There is also much femininity about the Egyptian pantheon, notably in the cult of Isis, which is suggestive. Literature and art stress a respect for the wife and mother which goes beyond the confines of the circle of the notables. Both love stories and scenes of family life reveal what was at least thought to be an ideal standard for society as a whole, and it emphasizes a tender eroticism, relaxation and informality, and something of an emotional equality of men and women. Some women were literate. There is even an Egyptian word for a female scribe, and evidence of the existence of two such has been found, but there were, of course, not many occupations open to women except those of priestess or prostitute. If they were well-off, however, they could own property and their legal rights seem in most respects to have been akin to those of women in the Sumerian tradition. It is not easy to generalize over so long a period as that of Egyptian civilization, but such evidence as we have from ancient Egypt leaves an impression of a society with a potential for personal expression by women not found among many later peoples until modern times.
So impressive is the solidity and material richness of Egyptian civilization in retrospect, so apparently unchanging, that it is even more difficult than in the case of Mesopotamia to keep in perspective its relations with the world outside or the ebb and flow of authority within the Nile valley. There are huge tracts of time to account for – the Old Kingdom alone, on the shortest reckoning, has a history two and a half times as long as that of the United States – and so much happened under the Old Kingdom that often no central narrative is possible. Relations with neighbours were not remarkable, though a series of expeditions was mounted against the peoples of Palestine towards the end of the Old Kingdom. The First Intermediate period which followed saw the position reversed and Egypt was invaded, rather than being the invader. No doubt weakness and division helped Asian invaders to establish themselves in the valley of the lower Nile; there is a strange comment that ‘the high born are full of lamentation but the poor are jubilant … squalor is throughout the land … strangers have come into Egypt’. Rival dynasties appeared near modern Cairo; the grasp of Memphis flagged.
The next great period of Egyptian history was the Middle Kingdom, effectively inaugurated by the powerful Amenemhet I, who reunified the kingdom from his capital at Thebes. For about a quarter-millennium after 2000 BC Egypt enjoyed a period of recovery whose repute may owe much to the impression (which comes to us through the records) of the horrors of the Intermediate period. Under the Middle Kingdom there was a new emphasis on order and social cohesion. The divine status of the Pharaoh subtly changes: not only is he God, but it is emphasized that he is descended from gods and will be followed by gods. The eternal order will continue unshaken after bad times have made men doubt. It is certain, too, that there was expansion and material growth. Great reclamation work was achieved in the marshes of the Nile. Nubia, to the south, between the first and third cataracts, was conquered and its gold-mines fully exploited. Egyptian settlements were founded even further south, too, in what was later to be a black African kingdom called Kush. Trade leaves more elaborate traces than ever before and the copper mines of the Sinai were now exploited again.

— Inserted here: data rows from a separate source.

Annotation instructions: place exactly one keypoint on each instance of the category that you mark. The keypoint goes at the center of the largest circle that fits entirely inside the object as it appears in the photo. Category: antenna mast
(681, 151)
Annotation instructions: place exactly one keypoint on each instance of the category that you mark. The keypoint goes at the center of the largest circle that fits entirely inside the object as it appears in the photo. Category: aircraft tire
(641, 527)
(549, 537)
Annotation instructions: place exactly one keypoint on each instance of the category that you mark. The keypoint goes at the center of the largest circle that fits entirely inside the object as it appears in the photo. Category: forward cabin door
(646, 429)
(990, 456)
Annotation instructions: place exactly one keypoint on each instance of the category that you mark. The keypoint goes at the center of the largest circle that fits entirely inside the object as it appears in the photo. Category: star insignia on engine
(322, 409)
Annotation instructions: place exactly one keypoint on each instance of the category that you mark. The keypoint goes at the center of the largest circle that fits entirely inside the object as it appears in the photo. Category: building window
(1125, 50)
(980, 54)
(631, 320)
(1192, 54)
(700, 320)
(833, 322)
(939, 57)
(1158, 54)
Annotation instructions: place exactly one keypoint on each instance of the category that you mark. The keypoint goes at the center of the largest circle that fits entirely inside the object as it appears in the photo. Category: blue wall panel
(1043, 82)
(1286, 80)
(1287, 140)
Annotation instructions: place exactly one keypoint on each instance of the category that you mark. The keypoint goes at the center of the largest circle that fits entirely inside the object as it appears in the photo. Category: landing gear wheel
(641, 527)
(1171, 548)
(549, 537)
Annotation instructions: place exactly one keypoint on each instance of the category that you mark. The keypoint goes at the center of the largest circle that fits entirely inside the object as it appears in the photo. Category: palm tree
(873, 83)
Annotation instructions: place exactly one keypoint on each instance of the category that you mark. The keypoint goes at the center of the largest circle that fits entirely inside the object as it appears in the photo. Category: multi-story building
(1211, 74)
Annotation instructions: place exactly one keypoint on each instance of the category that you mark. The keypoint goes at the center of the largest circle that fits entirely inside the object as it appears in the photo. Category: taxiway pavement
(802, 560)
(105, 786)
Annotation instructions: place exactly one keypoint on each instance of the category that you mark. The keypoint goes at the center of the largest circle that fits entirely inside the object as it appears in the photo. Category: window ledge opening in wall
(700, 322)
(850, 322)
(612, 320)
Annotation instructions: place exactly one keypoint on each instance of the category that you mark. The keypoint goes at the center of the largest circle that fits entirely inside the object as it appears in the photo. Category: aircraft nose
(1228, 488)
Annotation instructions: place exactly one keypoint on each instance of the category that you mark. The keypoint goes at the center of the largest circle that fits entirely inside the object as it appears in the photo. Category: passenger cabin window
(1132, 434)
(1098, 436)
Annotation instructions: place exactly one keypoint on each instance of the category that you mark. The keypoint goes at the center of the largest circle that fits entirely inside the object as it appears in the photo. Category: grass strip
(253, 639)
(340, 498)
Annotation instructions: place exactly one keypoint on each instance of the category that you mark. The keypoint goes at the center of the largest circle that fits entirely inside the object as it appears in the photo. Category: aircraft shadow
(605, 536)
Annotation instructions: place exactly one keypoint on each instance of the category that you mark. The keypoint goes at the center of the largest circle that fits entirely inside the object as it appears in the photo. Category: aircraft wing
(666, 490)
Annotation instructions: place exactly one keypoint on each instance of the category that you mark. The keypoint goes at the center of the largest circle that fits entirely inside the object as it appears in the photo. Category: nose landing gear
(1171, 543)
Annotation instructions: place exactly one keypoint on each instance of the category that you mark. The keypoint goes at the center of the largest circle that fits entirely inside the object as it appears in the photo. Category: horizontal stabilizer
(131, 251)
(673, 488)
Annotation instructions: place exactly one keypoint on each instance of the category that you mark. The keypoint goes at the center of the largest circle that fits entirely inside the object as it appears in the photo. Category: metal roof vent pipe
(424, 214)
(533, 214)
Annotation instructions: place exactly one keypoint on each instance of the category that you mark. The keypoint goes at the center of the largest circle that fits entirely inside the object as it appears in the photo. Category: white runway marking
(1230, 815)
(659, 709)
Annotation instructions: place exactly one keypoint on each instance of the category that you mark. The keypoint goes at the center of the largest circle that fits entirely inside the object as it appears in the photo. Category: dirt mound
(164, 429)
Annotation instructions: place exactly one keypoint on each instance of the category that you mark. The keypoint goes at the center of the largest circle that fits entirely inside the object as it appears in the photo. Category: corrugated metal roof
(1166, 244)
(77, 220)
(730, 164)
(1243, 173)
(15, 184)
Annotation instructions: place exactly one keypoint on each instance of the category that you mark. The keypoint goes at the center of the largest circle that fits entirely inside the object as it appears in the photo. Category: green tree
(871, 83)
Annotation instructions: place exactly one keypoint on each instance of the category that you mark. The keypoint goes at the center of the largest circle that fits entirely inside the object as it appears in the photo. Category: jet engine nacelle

Theological change also followed – there was something of a consolidation of cults under the god Amon-Re which reflected political consolidation. Yet the Middle Kingdom ended in political upheaval and dynastic competition.
The Second Intermediate period of roughly 100 years was marked by another and far more dangerous incursion of foreigners. These were the Hyksos, probably an Asian people using the military advantage of the iron-fitted chariot to establish themselves in the Nile delta as overlords to whom the Theban dynasties at times paid tribute. Not much is known about them. Seemingly, they took over Egyptian conventions and methods, and even maintained the existing bureaucrats at first, but this did not lead to assimilation. Under the Eighteenth Dynasty, the Egyptians evicted the Hyksos in a war of peoples; this was the start of the New Kingdom, whose first great success was to follow up victory in the years after 1570 BC by pursuing the Hyksos into their strongholds in south Canaan. In the end, the Egyptians occupied much of Syria and Palestine.